Authorization header requires existence of either a 'X-Amz-Date' or a 'Date' header.
Authorization=[the header content here]
If I remove the Authorization header, the request is accepted and I get the expected response from my lambda. The method I'm calling has Auth set to NONE.
The strange thing is that if I delete the VPC endpoint and create it manually via the console, it works correctly - the Authorization header is passed through to my lambda, instead of API Gateway inspecting and rejecting it.
I've torn the endpoint down and recreated it multiple times manually and with CloudFormation and the results are consistent. But I've compared them to each other and they look exactly the same: same settings, same subnets, same security groups, same policy. Since I can see no difference between them, I'm at a bit of a loss as to why it doesn't work with the CloudFormation version.
The only difference I've been able to find is in the aws headers for each version (with Authorization header removed, otherwise it doesn't get as far as logging the headers with the CF endpoint). With the CF endpoint, the headers include x-amzn-vpce-config=0 and x-amzn-vpce-policy-url=MQ==. With the manual endpoint I get x-amzn-vpce-config=1, and the policy-url header isn't included.

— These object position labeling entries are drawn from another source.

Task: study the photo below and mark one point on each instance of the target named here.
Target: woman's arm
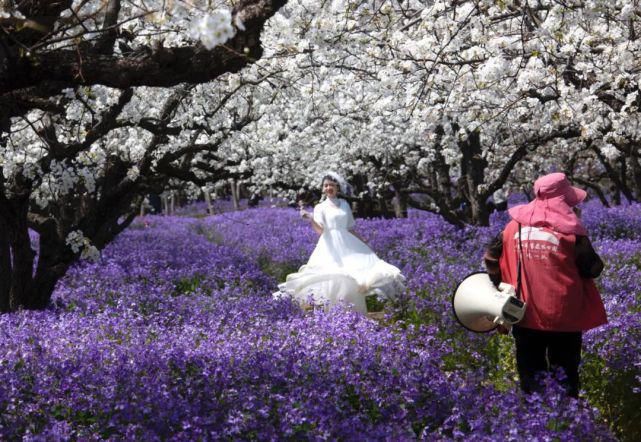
(317, 227)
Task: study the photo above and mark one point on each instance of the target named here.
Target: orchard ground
(173, 334)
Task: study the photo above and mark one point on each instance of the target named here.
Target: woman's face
(330, 188)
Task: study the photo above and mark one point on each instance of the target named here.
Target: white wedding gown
(342, 268)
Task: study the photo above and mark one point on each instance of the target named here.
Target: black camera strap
(518, 266)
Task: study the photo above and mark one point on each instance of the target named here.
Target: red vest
(558, 299)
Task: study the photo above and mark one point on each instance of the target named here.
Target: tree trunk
(54, 259)
(636, 172)
(210, 206)
(400, 204)
(21, 291)
(234, 194)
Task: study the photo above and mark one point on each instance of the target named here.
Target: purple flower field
(174, 335)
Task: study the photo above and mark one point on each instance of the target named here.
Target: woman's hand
(304, 214)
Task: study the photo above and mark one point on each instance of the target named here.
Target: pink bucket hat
(552, 207)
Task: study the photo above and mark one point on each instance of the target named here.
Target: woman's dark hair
(332, 179)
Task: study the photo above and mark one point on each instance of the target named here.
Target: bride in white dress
(342, 268)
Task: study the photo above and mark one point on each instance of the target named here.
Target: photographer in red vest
(547, 242)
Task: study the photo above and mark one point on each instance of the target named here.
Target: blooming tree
(443, 103)
(93, 103)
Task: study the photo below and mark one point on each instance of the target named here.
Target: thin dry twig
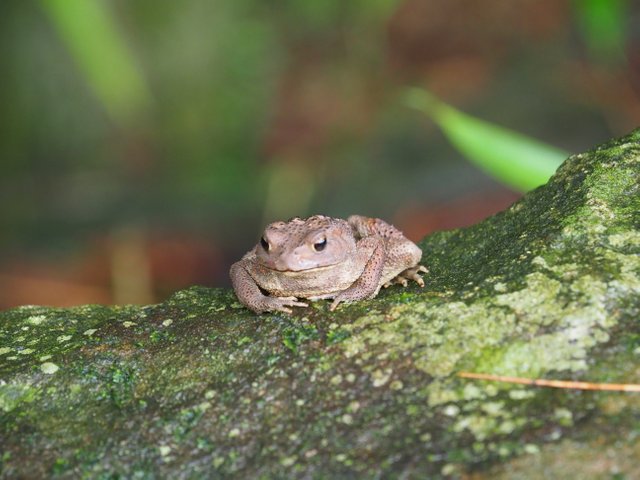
(541, 382)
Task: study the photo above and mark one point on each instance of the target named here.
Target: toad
(324, 258)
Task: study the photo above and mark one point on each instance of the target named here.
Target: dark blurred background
(144, 143)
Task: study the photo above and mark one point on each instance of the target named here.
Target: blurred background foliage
(145, 143)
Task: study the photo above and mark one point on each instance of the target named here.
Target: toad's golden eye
(319, 246)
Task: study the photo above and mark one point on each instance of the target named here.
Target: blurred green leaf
(516, 160)
(89, 31)
(604, 26)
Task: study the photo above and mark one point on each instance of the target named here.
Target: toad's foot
(408, 274)
(281, 304)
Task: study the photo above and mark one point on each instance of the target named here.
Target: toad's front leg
(368, 284)
(250, 295)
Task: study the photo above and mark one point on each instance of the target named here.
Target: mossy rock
(200, 387)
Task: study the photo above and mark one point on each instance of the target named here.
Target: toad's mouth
(290, 271)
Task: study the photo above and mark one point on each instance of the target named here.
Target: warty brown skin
(323, 257)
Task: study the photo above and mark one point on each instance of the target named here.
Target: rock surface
(200, 387)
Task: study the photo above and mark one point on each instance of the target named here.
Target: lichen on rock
(197, 386)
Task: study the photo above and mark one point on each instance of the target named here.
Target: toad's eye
(319, 246)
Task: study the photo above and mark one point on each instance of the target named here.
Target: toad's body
(323, 257)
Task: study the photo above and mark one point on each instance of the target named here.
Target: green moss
(198, 386)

I've also tried changing the API to both set and remove the VPC endpoint (it can be set on the API in the Settings section), and redeployed it, but in either case it has no effect - requests continue to work/get rejected as before.
Does anyone have any ideas? I've posted this on the AWS forum as well, but just in case anyone here has come across this before...
If it's of any interest, the endpoint is created like so ([] = redacted):
ApiGatewayVPCEndpoint:
Type: AWS::EC2::VPCEndpoint
Properties:
PrivateDnsEnabled: true
PolicyDocument:
Statement:
- Action: '*'
Effect: Allow
Resource: '*'
Principal: '*'
ServiceName: !Sub com.amazonaws.${AWS::Region}.execute-api
SecurityGroupIds:
- !Ref [my sec group]
SubnetIds:
- !Ref [subnet a]
- !Ref [subnet b]
- !Ref [subnet c]
VpcEndpointType: Interface
VpcId: !Ref [my vpc]
I've managed to get it working, and it's the most ridiculous thing.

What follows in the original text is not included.